On its own, this is one thing, but you may recall that last year in Yankee Stadium, Guillen announced the arrival of a friend to reporters by shouting, “Hey, everybody, this guy’s a homosexual! He’s a child molester,” thus seeming to equate the two. Gay rights groups were already plenty mad at Guillen, and now they’re a lot more so.

The ongoing story – in which Guillen is criticized, Guillen apologizes, and so on – is all a pretty standard bit of identity politics kabuki. Major league managers shouldn’t be using that sort of language, and there’s nothing wrong with calling him out for it. But the irony is that it seems Guillen’s problem isn’t that he’s a bigot, but that he uses salty language at inappropriate times.There are, after all, plenty of people in baseball who use the same word he did to mean the same thing he meant by it – that someone is weak, not a real man. Just about none of them have ever said anything like, “To me, everybody’s the same. We’re human beings created by God.” By the standards of today’s game, that’s not all that far off from coming out of the closet as a gay man.

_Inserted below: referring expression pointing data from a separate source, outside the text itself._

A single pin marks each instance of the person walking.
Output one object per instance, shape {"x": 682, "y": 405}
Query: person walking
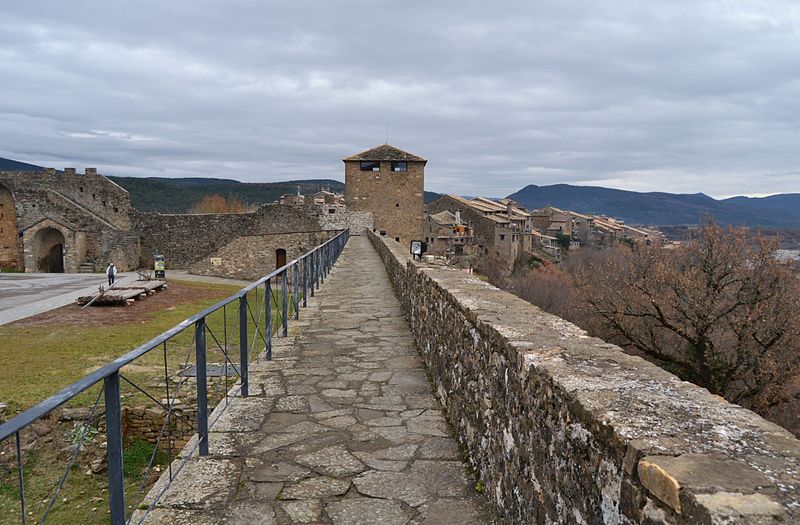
{"x": 111, "y": 272}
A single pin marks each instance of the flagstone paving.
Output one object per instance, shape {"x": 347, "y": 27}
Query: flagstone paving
{"x": 341, "y": 427}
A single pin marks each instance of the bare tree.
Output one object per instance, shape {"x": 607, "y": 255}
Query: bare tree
{"x": 720, "y": 311}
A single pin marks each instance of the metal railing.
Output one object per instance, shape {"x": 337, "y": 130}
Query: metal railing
{"x": 284, "y": 292}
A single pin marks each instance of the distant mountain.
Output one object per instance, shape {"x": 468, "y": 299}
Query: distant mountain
{"x": 13, "y": 165}
{"x": 167, "y": 195}
{"x": 787, "y": 202}
{"x": 654, "y": 208}
{"x": 431, "y": 196}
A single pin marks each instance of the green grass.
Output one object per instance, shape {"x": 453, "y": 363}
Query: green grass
{"x": 36, "y": 362}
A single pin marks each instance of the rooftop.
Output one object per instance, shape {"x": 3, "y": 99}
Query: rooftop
{"x": 385, "y": 152}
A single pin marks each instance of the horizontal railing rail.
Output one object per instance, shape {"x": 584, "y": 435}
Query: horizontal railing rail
{"x": 293, "y": 283}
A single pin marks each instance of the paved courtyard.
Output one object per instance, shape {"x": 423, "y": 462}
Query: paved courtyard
{"x": 26, "y": 294}
{"x": 342, "y": 427}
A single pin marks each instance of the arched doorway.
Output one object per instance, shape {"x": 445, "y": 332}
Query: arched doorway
{"x": 49, "y": 250}
{"x": 280, "y": 258}
{"x": 9, "y": 247}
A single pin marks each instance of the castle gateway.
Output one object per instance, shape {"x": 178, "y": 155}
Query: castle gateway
{"x": 389, "y": 183}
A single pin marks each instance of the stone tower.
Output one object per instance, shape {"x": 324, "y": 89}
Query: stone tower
{"x": 389, "y": 183}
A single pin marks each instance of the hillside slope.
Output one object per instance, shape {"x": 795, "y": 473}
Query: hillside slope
{"x": 786, "y": 202}
{"x": 653, "y": 208}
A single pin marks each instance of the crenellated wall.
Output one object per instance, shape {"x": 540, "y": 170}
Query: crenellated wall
{"x": 564, "y": 428}
{"x": 85, "y": 217}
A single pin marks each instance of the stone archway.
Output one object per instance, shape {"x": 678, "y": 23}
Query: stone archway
{"x": 49, "y": 250}
{"x": 9, "y": 245}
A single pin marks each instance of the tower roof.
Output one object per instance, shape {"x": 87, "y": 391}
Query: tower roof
{"x": 385, "y": 152}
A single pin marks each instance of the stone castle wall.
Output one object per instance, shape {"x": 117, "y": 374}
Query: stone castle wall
{"x": 395, "y": 199}
{"x": 186, "y": 238}
{"x": 564, "y": 428}
{"x": 87, "y": 213}
{"x": 251, "y": 257}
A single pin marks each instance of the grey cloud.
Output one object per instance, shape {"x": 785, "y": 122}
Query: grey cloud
{"x": 669, "y": 96}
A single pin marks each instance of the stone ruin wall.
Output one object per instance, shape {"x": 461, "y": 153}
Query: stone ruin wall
{"x": 90, "y": 212}
{"x": 98, "y": 225}
{"x": 251, "y": 257}
{"x": 565, "y": 428}
{"x": 241, "y": 245}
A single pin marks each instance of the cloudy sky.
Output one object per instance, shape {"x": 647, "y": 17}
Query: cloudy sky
{"x": 674, "y": 95}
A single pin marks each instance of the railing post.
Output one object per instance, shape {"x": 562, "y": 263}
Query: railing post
{"x": 243, "y": 364}
{"x": 268, "y": 333}
{"x": 116, "y": 481}
{"x": 313, "y": 273}
{"x": 202, "y": 391}
{"x": 322, "y": 265}
{"x": 285, "y": 316}
{"x": 296, "y": 281}
{"x": 305, "y": 282}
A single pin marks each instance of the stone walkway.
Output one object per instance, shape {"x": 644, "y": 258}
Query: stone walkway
{"x": 342, "y": 429}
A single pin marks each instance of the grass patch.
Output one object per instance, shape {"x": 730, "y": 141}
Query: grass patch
{"x": 137, "y": 456}
{"x": 38, "y": 361}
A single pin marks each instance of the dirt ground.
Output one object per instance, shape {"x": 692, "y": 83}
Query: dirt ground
{"x": 176, "y": 293}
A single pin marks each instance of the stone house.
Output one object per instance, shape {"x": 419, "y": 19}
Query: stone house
{"x": 447, "y": 234}
{"x": 388, "y": 183}
{"x": 499, "y": 228}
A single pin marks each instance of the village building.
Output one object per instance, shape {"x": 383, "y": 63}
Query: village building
{"x": 448, "y": 235}
{"x": 388, "y": 183}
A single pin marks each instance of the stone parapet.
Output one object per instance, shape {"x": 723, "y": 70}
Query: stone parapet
{"x": 562, "y": 427}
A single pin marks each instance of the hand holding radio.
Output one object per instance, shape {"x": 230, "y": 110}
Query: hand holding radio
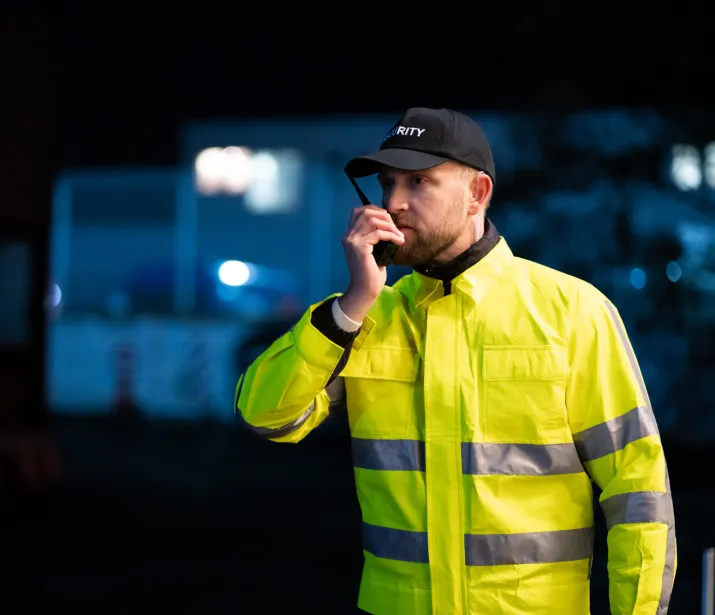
{"x": 369, "y": 226}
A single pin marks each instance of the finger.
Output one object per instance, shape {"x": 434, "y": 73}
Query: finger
{"x": 375, "y": 224}
{"x": 371, "y": 218}
{"x": 382, "y": 235}
{"x": 369, "y": 211}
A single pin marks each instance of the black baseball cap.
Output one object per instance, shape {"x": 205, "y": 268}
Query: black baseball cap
{"x": 424, "y": 138}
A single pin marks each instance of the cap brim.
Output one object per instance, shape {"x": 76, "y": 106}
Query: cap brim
{"x": 403, "y": 159}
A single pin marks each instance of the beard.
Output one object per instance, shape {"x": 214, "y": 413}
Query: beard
{"x": 422, "y": 246}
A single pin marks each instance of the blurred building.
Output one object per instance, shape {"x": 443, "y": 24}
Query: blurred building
{"x": 182, "y": 265}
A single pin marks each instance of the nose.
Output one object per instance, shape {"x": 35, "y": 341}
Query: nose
{"x": 395, "y": 199}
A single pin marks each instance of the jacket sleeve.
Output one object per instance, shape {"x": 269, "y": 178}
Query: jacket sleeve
{"x": 617, "y": 438}
{"x": 291, "y": 387}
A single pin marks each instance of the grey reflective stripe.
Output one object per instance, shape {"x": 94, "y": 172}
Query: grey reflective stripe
{"x": 670, "y": 552}
{"x": 395, "y": 544}
{"x": 388, "y": 454}
{"x": 611, "y": 436}
{"x": 520, "y": 459}
{"x": 284, "y": 430}
{"x": 336, "y": 395}
{"x": 530, "y": 548}
{"x": 636, "y": 507}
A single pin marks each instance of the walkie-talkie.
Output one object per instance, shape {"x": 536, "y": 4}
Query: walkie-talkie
{"x": 383, "y": 251}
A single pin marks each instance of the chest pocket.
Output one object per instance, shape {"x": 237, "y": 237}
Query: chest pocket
{"x": 523, "y": 394}
{"x": 380, "y": 383}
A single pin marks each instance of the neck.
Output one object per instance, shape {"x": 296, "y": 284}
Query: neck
{"x": 472, "y": 234}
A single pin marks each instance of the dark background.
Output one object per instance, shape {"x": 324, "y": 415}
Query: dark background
{"x": 198, "y": 518}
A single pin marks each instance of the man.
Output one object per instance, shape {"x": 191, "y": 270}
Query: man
{"x": 485, "y": 393}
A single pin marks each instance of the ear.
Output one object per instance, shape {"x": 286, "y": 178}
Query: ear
{"x": 480, "y": 189}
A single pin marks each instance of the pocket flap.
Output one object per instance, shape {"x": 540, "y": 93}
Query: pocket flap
{"x": 523, "y": 363}
{"x": 400, "y": 364}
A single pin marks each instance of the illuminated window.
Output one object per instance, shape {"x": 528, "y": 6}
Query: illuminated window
{"x": 685, "y": 169}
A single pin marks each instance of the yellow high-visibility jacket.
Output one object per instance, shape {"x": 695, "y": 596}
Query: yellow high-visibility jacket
{"x": 479, "y": 420}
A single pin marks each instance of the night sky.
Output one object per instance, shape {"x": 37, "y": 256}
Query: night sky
{"x": 130, "y": 73}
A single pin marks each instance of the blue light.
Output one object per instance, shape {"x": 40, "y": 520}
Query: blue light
{"x": 234, "y": 273}
{"x": 673, "y": 271}
{"x": 638, "y": 278}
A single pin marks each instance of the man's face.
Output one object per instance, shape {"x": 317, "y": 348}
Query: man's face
{"x": 430, "y": 207}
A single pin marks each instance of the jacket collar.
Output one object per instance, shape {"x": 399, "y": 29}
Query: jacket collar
{"x": 473, "y": 273}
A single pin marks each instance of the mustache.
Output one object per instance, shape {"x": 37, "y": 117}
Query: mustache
{"x": 402, "y": 221}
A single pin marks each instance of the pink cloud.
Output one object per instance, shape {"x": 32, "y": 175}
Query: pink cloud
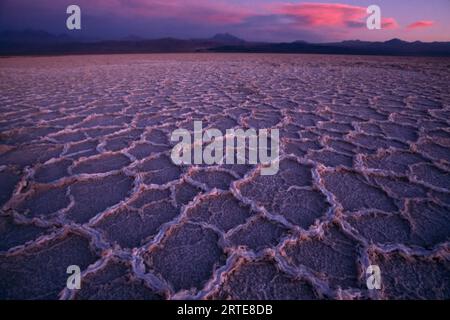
{"x": 329, "y": 15}
{"x": 420, "y": 24}
{"x": 389, "y": 23}
{"x": 200, "y": 11}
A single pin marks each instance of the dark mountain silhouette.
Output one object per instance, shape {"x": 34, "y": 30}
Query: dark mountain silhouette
{"x": 32, "y": 42}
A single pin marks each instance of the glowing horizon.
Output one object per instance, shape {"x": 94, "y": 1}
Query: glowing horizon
{"x": 264, "y": 20}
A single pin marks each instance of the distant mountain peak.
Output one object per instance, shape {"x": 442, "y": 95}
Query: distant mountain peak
{"x": 227, "y": 38}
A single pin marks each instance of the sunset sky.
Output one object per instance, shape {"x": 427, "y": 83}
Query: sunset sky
{"x": 261, "y": 20}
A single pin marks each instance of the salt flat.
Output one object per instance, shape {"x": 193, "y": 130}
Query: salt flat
{"x": 86, "y": 177}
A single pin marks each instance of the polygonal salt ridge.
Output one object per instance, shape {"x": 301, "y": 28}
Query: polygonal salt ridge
{"x": 113, "y": 278}
{"x": 17, "y": 231}
{"x": 261, "y": 279}
{"x": 398, "y": 187}
{"x": 69, "y": 246}
{"x": 211, "y": 177}
{"x": 437, "y": 150}
{"x": 350, "y": 190}
{"x": 97, "y": 194}
{"x": 42, "y": 201}
{"x": 340, "y": 263}
{"x": 389, "y": 161}
{"x": 330, "y": 158}
{"x": 157, "y": 170}
{"x": 256, "y": 236}
{"x": 219, "y": 210}
{"x": 433, "y": 176}
{"x": 374, "y": 142}
{"x": 412, "y": 274}
{"x": 186, "y": 258}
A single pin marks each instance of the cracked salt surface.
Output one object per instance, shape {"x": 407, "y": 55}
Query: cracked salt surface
{"x": 86, "y": 178}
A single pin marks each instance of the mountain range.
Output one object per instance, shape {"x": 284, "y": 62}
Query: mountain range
{"x": 33, "y": 42}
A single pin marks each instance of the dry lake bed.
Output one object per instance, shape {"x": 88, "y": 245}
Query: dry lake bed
{"x": 86, "y": 177}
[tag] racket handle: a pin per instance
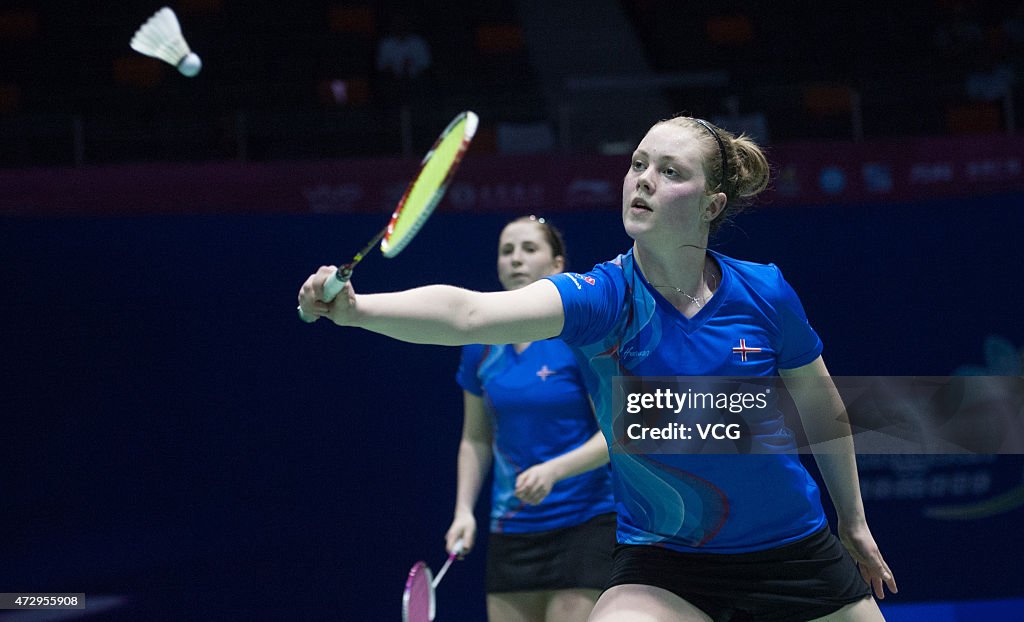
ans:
(331, 289)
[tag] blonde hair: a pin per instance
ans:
(747, 170)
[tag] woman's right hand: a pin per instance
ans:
(464, 527)
(341, 311)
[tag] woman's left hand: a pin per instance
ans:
(858, 540)
(535, 484)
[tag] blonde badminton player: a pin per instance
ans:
(700, 537)
(526, 412)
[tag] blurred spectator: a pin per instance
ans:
(402, 61)
(753, 124)
(402, 53)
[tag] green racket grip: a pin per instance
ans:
(331, 289)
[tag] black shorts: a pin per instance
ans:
(803, 580)
(578, 556)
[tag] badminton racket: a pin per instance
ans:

For baseball as a game, the real issue is its culture of homophobia. Prominent players like John Smoltz, who once compared gay marriage to man marrying an animal, and Todd Jones have said shockingly bigoted things over the years with little or no consequences. One could take this as tacit approval of their views, given that John Rocker’s notorious rant earned him a 14-game suspension without pay, thus setting a precedent for punishing players who offend people.

To be fair, the Cubs made pitcher Julian Tavarez go to “sensitivity training” classes after he called Giants fans “fa–ots,” so it’s not as if all of baseball is utterly hypocritical.

That sort of punishment is deeply silly. The point of it isn’t to actually change anyone’s views, but to teach them that saying certain things in mixed company is impolite. That may be a good thing, but it also may just lead to people holding the same views and keeping quiet about them, thus stifling debate.

If John Smoltz thinks gay people getting married is the same as me marry ing a dog, he ought to say it so people who think differently can explain why he’s wrong and hold him up to ridicule, and so others who agree with him can explain their views. That’s healthy; everyone pretending that big league baseball players hold roughly the same social views as those to be found among New York Times readers on W. 79th Street is not.

All of which still leaves us with the issue of how baseball ought to respond to Guillen. It’s not an easy question. Baseball as a whole gets pretty queasy about the notion of homosexuality, and the associated subjects of culture and religion. How would the self-professedly evangelical Colorado Rockies deal with one of their players proudly proclaiming himself a gay man? How would Bud Selig look if he suspended and fined Guillen, only to have Guillen protest that he was being discriminated against on the basis of cultural misunderstanding, because homophobic slurs are treated differently in Caracas than they are in Chicago? Who thinks that any baseball executive in his right mind even wants to think about this?

I understand why others might feel differently, but I happen to think the best policy here would be for central baseball to simply issue a statement pointing out that Guillen is a boor whose views aren’t those of Major League Baseball and leave it at that. The problem isn’t that ballplayers and managers talk like 12-year-old boys, or even that a few of them are naive enough to do so where reporters can hear them. If there’s a problem, it’s that many of them are homophobes simply because they’re athletes in a culture where homophobia is often part and parcel of being an athlete at any level.

That’s not a problem baseball can fix or even really begin to address; it’s something for churches and school boards, not Bud Selig, to deal with. Baseball gives us cause enough for outrage from time to time; this is cause for eye-rolling, mockery, and some serious thought about what real 12-year-old boys are being brought up to think.